A Forever Memory
At dusk long, low moisture-filled clouds moved slowly over the peaks, slid down the steep slopes and pulled their sagging bellies over the narrow valley floor. They hid most of the pockets of mountaintop snow that have escaped the sun and veiled the rocky heights with mystery and wonder. The descending sun colored the bottoms of the clouds with pink and yellow light that flowed down the cloudy streamers into the valley and turned to varieties of purples and oranges. To the north the clouds were soft pinks that quickly shifted to shades of blues and deep rich grays among the thick billows of the eastern sky. It was the type of sky that inspires and frustrates artists and photographers who try vainly to capture the momentary beauty before darkness robs it of its treasure of colors. We watched the pageant and hoped for rain. In a few moments the color was gone and the sky became gray on its journey to black.

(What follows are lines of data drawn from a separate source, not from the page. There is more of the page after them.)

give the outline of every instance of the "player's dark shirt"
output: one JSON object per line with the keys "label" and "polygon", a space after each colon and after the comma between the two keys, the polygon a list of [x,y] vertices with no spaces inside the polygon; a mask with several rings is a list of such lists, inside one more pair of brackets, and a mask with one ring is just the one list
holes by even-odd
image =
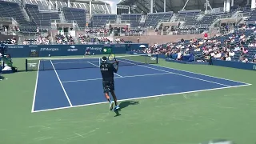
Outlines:
{"label": "player's dark shirt", "polygon": [[117,70],[112,63],[102,62],[100,69],[103,81],[114,81],[114,73],[117,73]]}

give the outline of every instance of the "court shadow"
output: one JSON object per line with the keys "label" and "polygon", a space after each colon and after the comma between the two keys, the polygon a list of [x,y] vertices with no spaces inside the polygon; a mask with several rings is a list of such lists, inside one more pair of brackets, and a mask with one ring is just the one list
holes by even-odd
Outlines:
{"label": "court shadow", "polygon": [[135,102],[135,101],[124,101],[119,104],[119,107],[120,107],[120,110],[122,110],[129,106],[130,105],[138,105],[138,102]]}
{"label": "court shadow", "polygon": [[125,101],[125,102],[122,102],[119,104],[119,107],[120,109],[114,110],[114,113],[116,114],[116,115],[114,117],[118,117],[120,116],[120,111],[122,110],[122,109],[126,108],[127,106],[129,106],[130,105],[138,105],[138,102],[135,102],[135,101]]}

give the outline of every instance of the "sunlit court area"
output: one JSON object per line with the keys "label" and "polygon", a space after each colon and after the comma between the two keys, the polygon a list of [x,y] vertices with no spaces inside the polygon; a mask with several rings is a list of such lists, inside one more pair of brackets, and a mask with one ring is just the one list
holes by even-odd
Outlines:
{"label": "sunlit court area", "polygon": [[255,5],[0,1],[0,143],[254,144]]}

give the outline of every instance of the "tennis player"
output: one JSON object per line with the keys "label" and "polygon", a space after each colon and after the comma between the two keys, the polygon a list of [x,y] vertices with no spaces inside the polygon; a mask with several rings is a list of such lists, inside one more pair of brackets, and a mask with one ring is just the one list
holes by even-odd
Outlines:
{"label": "tennis player", "polygon": [[[100,69],[102,76],[102,84],[105,97],[110,102],[110,110],[113,110],[114,102],[115,104],[114,110],[116,110],[120,107],[118,105],[117,97],[114,93],[114,73],[118,72],[118,62],[116,62],[117,67],[114,67],[113,63],[110,63],[106,61],[106,57],[103,56],[102,60],[102,62],[101,63]],[[114,101],[111,101],[109,92],[111,93]]]}
{"label": "tennis player", "polygon": [[87,49],[86,50],[85,56],[86,56],[86,55],[90,55],[90,49],[89,49],[89,48],[87,48]]}

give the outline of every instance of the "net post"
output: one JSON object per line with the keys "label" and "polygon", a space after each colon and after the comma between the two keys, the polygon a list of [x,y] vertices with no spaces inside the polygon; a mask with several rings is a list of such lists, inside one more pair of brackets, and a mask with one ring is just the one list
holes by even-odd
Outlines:
{"label": "net post", "polygon": [[98,58],[98,67],[100,67],[101,66],[101,58]]}
{"label": "net post", "polygon": [[157,57],[156,58],[157,58],[157,64],[158,64],[158,54],[157,54],[156,55],[157,55],[157,56],[156,56],[156,57]]}
{"label": "net post", "polygon": [[25,60],[25,67],[26,67],[26,71],[27,71],[27,59]]}
{"label": "net post", "polygon": [[146,61],[147,57],[148,57],[148,55],[146,54],[146,55],[145,55],[145,63],[146,63],[146,64],[147,64],[147,61]]}

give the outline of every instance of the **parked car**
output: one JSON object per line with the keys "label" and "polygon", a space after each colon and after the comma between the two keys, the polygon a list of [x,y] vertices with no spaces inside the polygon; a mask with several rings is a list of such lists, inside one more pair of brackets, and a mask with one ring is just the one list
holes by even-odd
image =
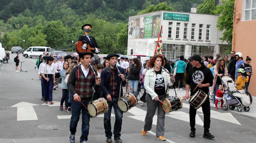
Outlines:
{"label": "parked car", "polygon": [[23,53],[24,52],[24,50],[20,46],[14,46],[11,48],[11,52],[12,54],[14,53],[18,52]]}
{"label": "parked car", "polygon": [[39,56],[42,55],[44,52],[46,53],[51,52],[51,47],[40,46],[30,47],[24,51],[23,56],[25,58],[39,57]]}

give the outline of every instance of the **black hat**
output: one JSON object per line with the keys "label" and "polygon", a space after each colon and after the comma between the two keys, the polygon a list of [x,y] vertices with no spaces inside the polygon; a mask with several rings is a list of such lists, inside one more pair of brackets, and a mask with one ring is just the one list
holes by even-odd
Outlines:
{"label": "black hat", "polygon": [[198,61],[199,62],[201,62],[202,61],[202,57],[198,55],[195,55],[188,58],[188,60],[195,60]]}
{"label": "black hat", "polygon": [[117,57],[119,57],[120,56],[119,56],[119,55],[117,55],[116,54],[114,54],[113,53],[109,54],[107,56],[106,58],[107,60],[109,60],[110,58],[113,57],[114,56],[116,56]]}
{"label": "black hat", "polygon": [[83,57],[84,55],[91,55],[92,57],[93,56],[93,54],[92,52],[84,52],[78,53],[78,55],[79,57]]}
{"label": "black hat", "polygon": [[47,60],[47,56],[44,56],[43,57],[43,59],[44,60]]}
{"label": "black hat", "polygon": [[53,57],[52,57],[52,56],[48,56],[47,57],[47,60],[49,61],[53,61],[54,60],[54,58],[53,58]]}
{"label": "black hat", "polygon": [[89,26],[91,27],[91,28],[92,28],[92,25],[91,25],[90,24],[85,24],[84,25],[83,25],[82,26],[82,30],[84,30],[84,27],[85,26]]}
{"label": "black hat", "polygon": [[69,58],[72,59],[72,56],[71,56],[70,55],[68,55],[67,56],[65,56],[65,58],[64,58],[64,59],[69,59]]}

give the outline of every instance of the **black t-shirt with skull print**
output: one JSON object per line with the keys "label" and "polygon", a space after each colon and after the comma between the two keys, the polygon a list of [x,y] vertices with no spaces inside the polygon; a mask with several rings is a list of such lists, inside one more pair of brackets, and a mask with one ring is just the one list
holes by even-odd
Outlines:
{"label": "black t-shirt with skull print", "polygon": [[162,75],[162,69],[158,71],[155,71],[155,72],[156,75],[155,82],[155,92],[158,96],[163,95],[165,93],[165,89],[164,80]]}

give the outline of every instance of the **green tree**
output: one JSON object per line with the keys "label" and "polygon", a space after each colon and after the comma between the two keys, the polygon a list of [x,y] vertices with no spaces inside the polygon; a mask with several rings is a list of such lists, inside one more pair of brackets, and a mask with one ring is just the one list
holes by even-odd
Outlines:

Not long after, a faint sound announced the rain. It was the percussion of the first small healthy drops on a metal roof. We rushed to get outside in case it was a fleeting tease of only a few drops that would vanish quickly. The cold drops on my head and shoulders promised a memorable contrast to the hot waters of the spring. In the darkness we made our way down the path to the pool. The waters are slightly over 100 degrees and flow out of a large wooden pipe to drop into a pool that is 50 feet in diameter. We cautiously felt our way down the slick stones hidden in the black water and found an open spot on the fine gravel floor. Around the pool were about ten other people in groups of two and three. As if in a large cathedral waiting for a service to begin, everyone was silent and still or moved slowly and spoke with hushed voices. In between the clouds were bright stars that seemed to race across the sky while the clouds seemed fixed in place.

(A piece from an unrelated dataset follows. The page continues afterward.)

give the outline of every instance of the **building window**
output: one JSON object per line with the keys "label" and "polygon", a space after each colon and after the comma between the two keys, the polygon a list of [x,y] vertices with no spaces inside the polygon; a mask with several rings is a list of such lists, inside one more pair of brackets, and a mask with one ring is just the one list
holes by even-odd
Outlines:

We moved to the far side of the pool and found smooth flat stones that allowed us to sit with our shoulders out of the water. Looking up I watched the sky and thrilled at the contrast between the warm water on my lower body, the rain drops hitting my face and the slight breeze that flowed over my upper torso.
A cloud to the east took on an unusual appearance. The bottom was dark but the top glowed bright white with long tongues of silver white reminiscent of wind driven snow curling off the top of a pinnacle in winter. The light continued to concentrate in one spot much like a headlight cutting through heavy fog. A few moments later and the top of the moon peered over the cloud, reflected off the water and turned silhouettes into vaguely recognizable faces. The silvery steam rising into the air danced on the pond as the flowers and trees shimmered in the breeze. It was a feast for the senses.
Just before midnight we returned to the spring. Flashes on the northern horizon told of a distant storm but our clouds were high and fluffy. The night was silent except for the sound of the water dropping into the pond. I chose a stone that allowed me to sit shoulder deep in the water and Julie chose a float to recline. As I held on to her to keep her near me while she lay back and watched the moon and stars play hide-and-seek behind the clouds she said "I don't think I've ever been so relaxed."